All eyes were on her, making her stomach clench in tight spasms. At least Alan's voice was steady and kind.
"Molly has a double degree in journalism and literature. She's a remote editor for several large-scale magazines and has even worked with a couple of publishing houses as a freelance editor. We're very lucky she's agreed to join the Britton Bay Bulletin. As you all know, I've been spread a little thin lately and Molly is going to be my right hand."
"Welcome. Again," Elizabeth Grover said, a tight smile on her unpainted lips. They'd met when Molly had arrived this morning.
Elizabeth was probably in her fifties, and Molly knew she wrote most of the small pieces for the online and print versions of the paper. After accepting the position via email and phone interviews, Molly had done a bit of research on both the staff and the paper. Elizabeth was somewhat reserved, even though she'd been nothing but polite.
The young man seated to Elizabeth's right gave a different kind of smile — one Molly didn't want to dwell on for too long. The kind that most people — women especially — would look away from. Molly held his gaze, unwilling to show discomfort. From the corner of his upturned lips, a dark blue pen cap was sticking out. He pulled it out to speak.
"Nice to meet you," he said, running a hand through his blond, slightly shaggy hair. "I'm Clay.
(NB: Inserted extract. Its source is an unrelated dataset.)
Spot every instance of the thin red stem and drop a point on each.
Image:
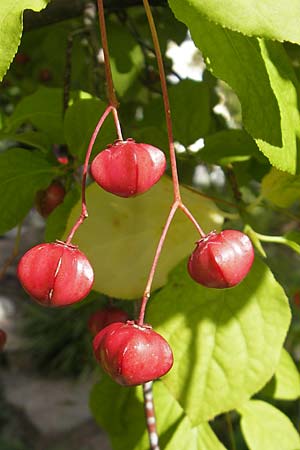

I'm only here part-time. I do some of the photography and the social media. What there is of it, anyway."
Laughing like he'd shared a joke, Clay put the cap back in his mouth — a plastic toothpick. Molly nodded and locked eyes with the man to Clay's left. It was his scowling face that suppressed any joy she might have felt over a position she'd been excited to take. She almost preferred the lecherous grin of the younger man to the simmering anger burning in this man's eyes.
"You want to introduce yourself, Vernon?" Alan asked, sending Molly an apologetic look.
She tried to smile reassuringly, but nerves zipped around her stomach like horses on a racetrack. Breathe. You're meant to be here.
When he said nothing, she filled in the silence. "I've read several of your articles, Vernon. You've got a great knack for headlines," Molly said, hoping her olive branch wouldn't be whacked down with a chain saw.
The older man, who looked a little like an unfriendly Albert Einstein with white tufts of hair growing from either side of his head like rainbows over his ears, snorted derisively.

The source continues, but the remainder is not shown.